Studienfahrt nach Hamburg zur Umsetzung des Bundesteilhabegesetzes

Seit einiger Zeit beschäftigten sich die Mitglieder des Teilhabebeirats im Rahmen der Umsetzung des Bundesteilhabegesetzes verstärkt mit den Themen Sozialraumorientierung, Trägerbudgets sowie Unterstützung von Menschen mit komplexen Hilfebedarfen. Die Gestaltung von verstärkter Sozialraumorientierung im Rahmen von möglichen Trägerbudgets wird in Begleitung von Prof. Dr. Hinter in der Unterkommission 3 der Vertragskommission in Bremen behandelt. Die Interessensvertretung behinderter Menschen beteiligt sich an der Diskussion kritisch, da bisher konkrete Fragen zum Spannungsfeld Trägerbudget und Leistungserbringung im Sinne der Personenzentrierung aus ihrer Sicht nicht ausreichend beantwortet wurden. Nach Meinung der Interessensvertretung fehlte es bislang an Beispielen aus der Praxis. Die Stiftung Alsterdorf und Leben mit Behinderung Hamburg haben in allen drei oben genannten Felder seit einigen Jahren Erfahrungen gesammelt.

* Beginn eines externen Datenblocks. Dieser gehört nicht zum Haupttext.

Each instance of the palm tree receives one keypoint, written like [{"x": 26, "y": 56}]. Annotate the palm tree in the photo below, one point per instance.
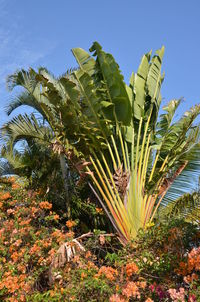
[
  {"x": 135, "y": 155},
  {"x": 146, "y": 154},
  {"x": 50, "y": 131}
]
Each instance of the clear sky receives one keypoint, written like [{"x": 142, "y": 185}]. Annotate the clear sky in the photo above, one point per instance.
[{"x": 42, "y": 32}]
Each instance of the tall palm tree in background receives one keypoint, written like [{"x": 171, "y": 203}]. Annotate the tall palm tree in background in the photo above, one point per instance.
[
  {"x": 136, "y": 159},
  {"x": 47, "y": 128}
]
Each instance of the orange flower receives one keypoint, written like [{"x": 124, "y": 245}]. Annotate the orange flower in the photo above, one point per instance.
[
  {"x": 15, "y": 186},
  {"x": 99, "y": 210},
  {"x": 5, "y": 196},
  {"x": 56, "y": 217},
  {"x": 70, "y": 224},
  {"x": 131, "y": 290},
  {"x": 35, "y": 249},
  {"x": 83, "y": 275},
  {"x": 45, "y": 205},
  {"x": 116, "y": 298},
  {"x": 131, "y": 268},
  {"x": 109, "y": 272}
]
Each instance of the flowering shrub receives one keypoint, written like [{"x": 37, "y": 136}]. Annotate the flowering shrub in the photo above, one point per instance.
[
  {"x": 29, "y": 238},
  {"x": 163, "y": 264}
]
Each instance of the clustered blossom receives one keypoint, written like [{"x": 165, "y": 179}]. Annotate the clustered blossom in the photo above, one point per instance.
[
  {"x": 177, "y": 295},
  {"x": 109, "y": 272},
  {"x": 131, "y": 268},
  {"x": 131, "y": 290}
]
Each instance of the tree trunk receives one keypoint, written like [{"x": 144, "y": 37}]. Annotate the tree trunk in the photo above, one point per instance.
[{"x": 65, "y": 175}]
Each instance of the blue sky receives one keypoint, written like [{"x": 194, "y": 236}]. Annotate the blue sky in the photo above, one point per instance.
[{"x": 42, "y": 32}]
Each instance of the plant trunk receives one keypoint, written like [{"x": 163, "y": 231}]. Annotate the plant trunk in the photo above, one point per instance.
[{"x": 65, "y": 175}]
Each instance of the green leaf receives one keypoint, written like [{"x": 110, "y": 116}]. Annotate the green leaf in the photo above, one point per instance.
[{"x": 115, "y": 85}]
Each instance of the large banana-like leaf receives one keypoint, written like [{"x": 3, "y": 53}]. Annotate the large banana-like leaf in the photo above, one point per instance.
[{"x": 114, "y": 83}]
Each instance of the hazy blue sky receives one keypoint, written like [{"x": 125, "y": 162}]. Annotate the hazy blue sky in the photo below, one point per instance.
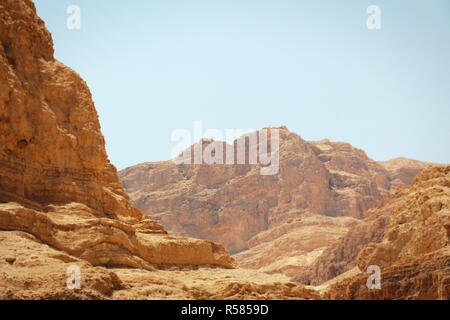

Anfang September 2023 machte sich daher eine 25köpfige Bremer-Reisegruppe auf den Weg nach Hamburg. Die Gruppe setzte sich sowohl aus Mitglieder des Landesteilhabebeirats als auch aus Leistungsträger und Leistungserbringer zusammen. Im Hamburger Haus für Barrierefreiheit im Stadtteil Alsterdorf kam die Gruppe mit Kolleg:innen der Stiftung Alsterdorf sowie Leben mit Behinderung Hamburg zusammen.

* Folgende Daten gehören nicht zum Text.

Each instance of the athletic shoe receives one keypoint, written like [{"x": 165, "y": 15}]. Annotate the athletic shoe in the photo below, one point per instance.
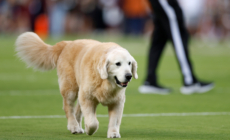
[
  {"x": 199, "y": 87},
  {"x": 150, "y": 89}
]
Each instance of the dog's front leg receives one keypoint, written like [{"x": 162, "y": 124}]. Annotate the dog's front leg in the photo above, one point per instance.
[
  {"x": 115, "y": 116},
  {"x": 78, "y": 114},
  {"x": 88, "y": 108}
]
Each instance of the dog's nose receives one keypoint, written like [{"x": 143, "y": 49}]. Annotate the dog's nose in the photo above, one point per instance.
[{"x": 128, "y": 76}]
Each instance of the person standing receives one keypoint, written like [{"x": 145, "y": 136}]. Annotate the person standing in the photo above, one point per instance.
[{"x": 169, "y": 25}]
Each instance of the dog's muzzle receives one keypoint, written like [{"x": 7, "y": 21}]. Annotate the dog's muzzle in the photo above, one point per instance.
[{"x": 122, "y": 84}]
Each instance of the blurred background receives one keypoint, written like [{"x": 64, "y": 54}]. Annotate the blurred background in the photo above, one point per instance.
[{"x": 205, "y": 19}]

Zu Beginn ging es um die Entwicklung des Trägerbudgets in Hamburg seit 2014 und hierbei um die Rolle der Interessenvertretung. Im Austausch war es den Bremer Kolleg:innen besonders wichtig zu erfahren, wie unter anderem die Versorgung von Menschen mit komplexen Hilfebedarfen im Rahmen des Trägerbudgets erfolgt. In Hamburg gibt es demzufolge ein eingespieltes Verfahren der Leistungsanbieter, um komplexe Falllösungen gemeinsam zu erzielen und zu verhindern, dass Leistungsberechtigte außerhalb Hamburgs untergebracht werden müssen. Zahlen von externer Unterbringungen werden regelmäßig durch die Interessensvertretung in einem Begleitgremium regelmäßig abgefragt. Unabdingbar sowohl aus Sicht der Interessensvertretung als auch der Leistungserbringer sind für die Umsetzung eines Trägerbudgets im Sinne der Leistungsberechtigten „Können – Wollen – Vertrauen“. Die Ombudsstelle Eingliederungshilfe Hamburg stellte im Nachgang ihre Arbeit vor und riet im Rahmen der Qualitäts- und Wirksamkeitsprüfung den Gewaltschutz sowie die Teilhabe im Sozialraum für Menschen mit komplexen Hilfen aufzugreifen und immer wieder in Erfahrung zu bringen. Eine persönliche Zukunftsplanung wird in Hamburg unter anderem im trägerübergreifendes Modellprojekt „Leben wie ich will“ angeboten. Losgelöst von dem Eingliederungshilfe-Verfahren wird die Frage „Wie willst du leben?“ mit den Leistungsberechtigten intensiv nachgegangen.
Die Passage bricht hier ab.